Inside roll

Idea: Core:
Five grades such as the ruler (dual pointer) are actually useless. Only the number of A grades is restricted in the questions, so the grades are divided into A grades and non-A grades.
To find the minimum difference between the maximum and minimum values, it must be sorted. In what order?
The first keyword is naturally based on the score, and the second keyword is sorted according to whether it is A.

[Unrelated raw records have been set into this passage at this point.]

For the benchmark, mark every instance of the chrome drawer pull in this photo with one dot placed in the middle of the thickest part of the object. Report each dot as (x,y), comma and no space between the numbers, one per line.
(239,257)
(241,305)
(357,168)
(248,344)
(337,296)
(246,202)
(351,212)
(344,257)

A student who chooses an A score will limit the choice of subsequent students' scores (one less person can choose A), so you can choose a non-A score as far as possible, leaving more choices for latecomers.
The so-called ruler takes, the right pointer does not need to move to the left, because the meaning of the question on the left will be dissatisfied (the number of people selected will be less).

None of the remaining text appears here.